# Short Icons on desktop not showing up on T.V.LCD Monitor



## zhong (Aug 1, 2010)

I connected vga cable from my laptop to lcd t.v..

But I can't get desktop icons to appear.

What is the problem ? 
Why I can't get dekstop icons to appear as in my Sony laptop ? 
Just the background appears the same.
I attach photo to show below.


Thanks.


----------



## gcavan (Aug 13, 2009)

Are you trying to clone your desktop (identical image on both monitors), or extend it (have different apps running on each monitor). It looks like, at present it is extended. You should be able to drag your icons, app windows and even your taskbar onto the second monitor.

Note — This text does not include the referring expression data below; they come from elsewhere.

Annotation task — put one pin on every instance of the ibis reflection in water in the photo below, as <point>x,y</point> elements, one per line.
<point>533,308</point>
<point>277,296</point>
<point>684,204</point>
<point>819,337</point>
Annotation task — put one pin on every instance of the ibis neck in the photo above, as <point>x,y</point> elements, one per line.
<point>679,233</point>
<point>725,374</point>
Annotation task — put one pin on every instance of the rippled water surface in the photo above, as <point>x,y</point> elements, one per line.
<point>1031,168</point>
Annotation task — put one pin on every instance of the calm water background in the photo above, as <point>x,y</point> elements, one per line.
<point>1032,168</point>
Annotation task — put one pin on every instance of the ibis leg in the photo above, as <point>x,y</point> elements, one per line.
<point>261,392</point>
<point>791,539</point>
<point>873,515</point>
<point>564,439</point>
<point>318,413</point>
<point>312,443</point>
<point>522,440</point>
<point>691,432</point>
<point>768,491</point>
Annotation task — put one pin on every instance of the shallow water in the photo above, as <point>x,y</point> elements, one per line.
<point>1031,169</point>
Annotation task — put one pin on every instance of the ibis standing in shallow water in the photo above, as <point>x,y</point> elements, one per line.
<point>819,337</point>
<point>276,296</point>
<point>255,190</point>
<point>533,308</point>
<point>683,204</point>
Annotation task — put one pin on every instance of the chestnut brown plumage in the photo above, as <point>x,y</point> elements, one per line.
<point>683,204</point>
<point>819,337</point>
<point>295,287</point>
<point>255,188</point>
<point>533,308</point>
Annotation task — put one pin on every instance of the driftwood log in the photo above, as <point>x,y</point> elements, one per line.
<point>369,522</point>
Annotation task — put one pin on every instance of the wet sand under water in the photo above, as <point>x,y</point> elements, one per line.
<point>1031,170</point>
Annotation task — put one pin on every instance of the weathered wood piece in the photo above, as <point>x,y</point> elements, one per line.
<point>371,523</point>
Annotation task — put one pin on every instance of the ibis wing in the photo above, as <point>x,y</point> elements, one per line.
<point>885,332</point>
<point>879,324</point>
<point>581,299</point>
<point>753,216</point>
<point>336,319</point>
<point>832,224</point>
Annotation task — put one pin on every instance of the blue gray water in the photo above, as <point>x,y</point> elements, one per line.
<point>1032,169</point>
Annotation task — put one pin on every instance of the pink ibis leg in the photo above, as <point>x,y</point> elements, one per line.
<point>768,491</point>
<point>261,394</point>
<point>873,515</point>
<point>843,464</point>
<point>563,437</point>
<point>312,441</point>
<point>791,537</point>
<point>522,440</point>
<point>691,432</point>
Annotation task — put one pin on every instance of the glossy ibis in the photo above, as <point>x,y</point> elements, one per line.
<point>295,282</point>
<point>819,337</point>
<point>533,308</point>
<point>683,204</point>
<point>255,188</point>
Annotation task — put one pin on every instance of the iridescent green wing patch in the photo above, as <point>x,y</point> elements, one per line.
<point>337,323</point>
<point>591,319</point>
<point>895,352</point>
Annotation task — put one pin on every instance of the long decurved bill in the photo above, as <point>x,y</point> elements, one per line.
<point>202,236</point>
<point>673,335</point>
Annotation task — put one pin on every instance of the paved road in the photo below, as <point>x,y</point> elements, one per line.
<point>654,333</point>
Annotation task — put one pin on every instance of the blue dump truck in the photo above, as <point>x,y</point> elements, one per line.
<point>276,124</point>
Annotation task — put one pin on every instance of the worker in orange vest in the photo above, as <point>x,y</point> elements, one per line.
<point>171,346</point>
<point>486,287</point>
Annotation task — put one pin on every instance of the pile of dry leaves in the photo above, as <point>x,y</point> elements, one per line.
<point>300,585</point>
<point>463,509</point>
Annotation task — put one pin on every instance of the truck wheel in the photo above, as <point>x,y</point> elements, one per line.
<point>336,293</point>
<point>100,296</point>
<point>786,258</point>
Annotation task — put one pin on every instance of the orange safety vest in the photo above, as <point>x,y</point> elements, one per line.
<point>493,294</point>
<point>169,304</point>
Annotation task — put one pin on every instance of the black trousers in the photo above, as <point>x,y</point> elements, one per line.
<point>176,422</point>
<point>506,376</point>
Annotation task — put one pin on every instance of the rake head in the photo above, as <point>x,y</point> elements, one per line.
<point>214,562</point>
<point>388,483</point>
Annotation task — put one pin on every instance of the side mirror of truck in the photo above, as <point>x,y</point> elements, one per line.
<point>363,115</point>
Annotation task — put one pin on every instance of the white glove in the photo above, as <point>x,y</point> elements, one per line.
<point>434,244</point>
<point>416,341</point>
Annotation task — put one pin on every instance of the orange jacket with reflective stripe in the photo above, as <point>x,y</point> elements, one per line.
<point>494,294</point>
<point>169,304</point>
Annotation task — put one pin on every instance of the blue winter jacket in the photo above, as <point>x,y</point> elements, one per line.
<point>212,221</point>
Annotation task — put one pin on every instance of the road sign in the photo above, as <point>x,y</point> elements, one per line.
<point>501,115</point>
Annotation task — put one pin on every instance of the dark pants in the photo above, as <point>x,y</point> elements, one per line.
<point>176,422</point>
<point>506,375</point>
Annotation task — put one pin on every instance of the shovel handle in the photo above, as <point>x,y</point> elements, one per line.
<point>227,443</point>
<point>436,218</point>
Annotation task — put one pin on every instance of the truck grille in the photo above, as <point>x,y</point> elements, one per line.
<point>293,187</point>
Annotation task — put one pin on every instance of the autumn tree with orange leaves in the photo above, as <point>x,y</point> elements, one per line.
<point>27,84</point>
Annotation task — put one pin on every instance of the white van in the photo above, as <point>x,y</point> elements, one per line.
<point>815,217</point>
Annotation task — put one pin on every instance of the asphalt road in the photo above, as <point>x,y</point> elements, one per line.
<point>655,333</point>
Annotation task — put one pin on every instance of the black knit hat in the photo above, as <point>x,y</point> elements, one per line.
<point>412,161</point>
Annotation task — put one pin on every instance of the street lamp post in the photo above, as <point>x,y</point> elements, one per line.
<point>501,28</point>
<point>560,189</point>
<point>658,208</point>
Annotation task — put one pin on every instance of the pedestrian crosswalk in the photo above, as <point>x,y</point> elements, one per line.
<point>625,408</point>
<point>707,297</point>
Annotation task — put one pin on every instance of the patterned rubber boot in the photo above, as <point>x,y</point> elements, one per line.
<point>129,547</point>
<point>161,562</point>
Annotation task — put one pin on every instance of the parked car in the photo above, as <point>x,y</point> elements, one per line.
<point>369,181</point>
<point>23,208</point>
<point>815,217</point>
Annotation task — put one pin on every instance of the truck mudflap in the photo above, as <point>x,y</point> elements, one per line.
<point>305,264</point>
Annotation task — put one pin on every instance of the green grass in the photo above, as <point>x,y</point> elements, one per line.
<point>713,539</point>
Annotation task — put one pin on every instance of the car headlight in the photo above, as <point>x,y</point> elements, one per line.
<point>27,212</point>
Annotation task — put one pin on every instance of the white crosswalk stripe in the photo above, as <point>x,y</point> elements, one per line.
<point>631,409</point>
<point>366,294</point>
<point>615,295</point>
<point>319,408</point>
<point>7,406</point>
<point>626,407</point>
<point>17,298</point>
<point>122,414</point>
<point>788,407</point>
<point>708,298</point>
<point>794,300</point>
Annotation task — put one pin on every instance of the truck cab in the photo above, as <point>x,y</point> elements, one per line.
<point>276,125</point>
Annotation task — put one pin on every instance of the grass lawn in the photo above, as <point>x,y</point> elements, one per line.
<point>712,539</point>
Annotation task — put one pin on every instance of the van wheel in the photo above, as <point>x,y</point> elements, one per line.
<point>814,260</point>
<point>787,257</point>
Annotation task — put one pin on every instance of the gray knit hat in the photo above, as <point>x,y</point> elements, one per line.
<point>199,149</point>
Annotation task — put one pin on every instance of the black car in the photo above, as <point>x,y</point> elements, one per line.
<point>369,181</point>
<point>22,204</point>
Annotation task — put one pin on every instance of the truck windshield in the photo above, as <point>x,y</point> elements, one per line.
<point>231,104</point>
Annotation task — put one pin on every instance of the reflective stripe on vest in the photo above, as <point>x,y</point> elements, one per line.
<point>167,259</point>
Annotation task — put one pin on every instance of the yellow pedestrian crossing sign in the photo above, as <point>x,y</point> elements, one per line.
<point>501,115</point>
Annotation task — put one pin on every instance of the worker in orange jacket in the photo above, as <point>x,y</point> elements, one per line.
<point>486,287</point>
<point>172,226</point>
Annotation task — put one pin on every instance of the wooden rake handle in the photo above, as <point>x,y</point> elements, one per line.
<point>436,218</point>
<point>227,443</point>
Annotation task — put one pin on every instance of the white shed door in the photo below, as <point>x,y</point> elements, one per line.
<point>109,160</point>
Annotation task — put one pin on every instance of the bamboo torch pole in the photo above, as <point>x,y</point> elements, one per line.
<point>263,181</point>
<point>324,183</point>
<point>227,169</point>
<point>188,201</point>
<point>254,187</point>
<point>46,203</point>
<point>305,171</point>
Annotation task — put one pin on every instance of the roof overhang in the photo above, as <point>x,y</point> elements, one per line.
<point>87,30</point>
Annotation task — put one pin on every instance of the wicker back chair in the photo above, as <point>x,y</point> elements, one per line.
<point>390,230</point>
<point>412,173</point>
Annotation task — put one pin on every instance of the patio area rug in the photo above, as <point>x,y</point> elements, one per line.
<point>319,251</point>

Look for the multiple monitor settings within your Display Settings. You should also be able to configure the primary monitor and the resolution for each.


----------



## zhong (Aug 1, 2010)

Yes.
I trying to clone my desktop (identical image on both monitors).
Where is Display Settings suppose to be? In control panel ?

There is monitor setting for laptop (Default) and a mobile monitor setting.

Do I set it in mobile or what ?

I don't have different apps. running on each monitor.
They should be same, but can get icons to disp0lay on the lcd t.v..

Thanks.



gcavan said:


> Are you trying to clone your desktop (identical image on both monitors), or extend it (have different apps running on each monitor). It looks like, at present it is extended. You should be able to drag your icons, app windows and even your taskbar onto the second monitor.
> 
> Look for the multiple monitor settings within your Display Settings. You should also be able to configure the primary monitor and the resolution for each.


----------



## JimE (Apr 16, 2009)

Settings are in the video settings (ie: nVidia control panel, CCC (ATI control panel), etc.).


----------